Thoughts during the pandemic

This Covid pandemic has forced us all to be less active and more introspective. It’s one of the times I can especially appreciate being a writer, for my writing takes me out of my own very limited (at the moment) world and lets me visit other times and places and get to meet new characters. I’ve taken advantage of the time to finish a new book and start on another one. I’ve long wanted to write a trilogy about the du Bignon family of Jekyll Island, and it is finally coming to fruition, assuming I have time to finish the book I’m currently working on now that the first two are either already published or in press. 

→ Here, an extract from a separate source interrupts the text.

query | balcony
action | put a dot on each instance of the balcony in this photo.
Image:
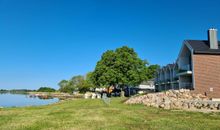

I hope it won’t take as long as Eleanor’s Daughter: A Novel of Marie de Champagne, which I worked on at various intervals for forty years. It’s finally available now on Amazon and Barnes & Noble (and wherever books are sold) in hard cover, paperback, and on Kindle. For anyone who has read it or may be interested in reading it, I’d like to share the story of the image on the cover. It’s a wood carving of the 12th-century seal of Marie de Champagne, done by a Monsieur Renard, a craftsman who lived in the city of Marie’s primary court, Troyes, France. While I was there many years ago with my family for a semester of research, thanks to a grant from the National Endowment for the Humanities, my husband and children tracked down Monsieur Renard, with the help of one of our French neighbors and commissioned him to carve the piece as a birthday present for me. He did a marvelous job, using a piece of wood that had once been part of a fifteenth-century church in Troyes. It was a wonderful surprise and a very special treat. I have since then lost my husband to cancer and my children have all grown up and had children of their own, and that wonderful semester is only a memory, but I will always treasure that carved wooden seal and the special effort my family went to in having it created.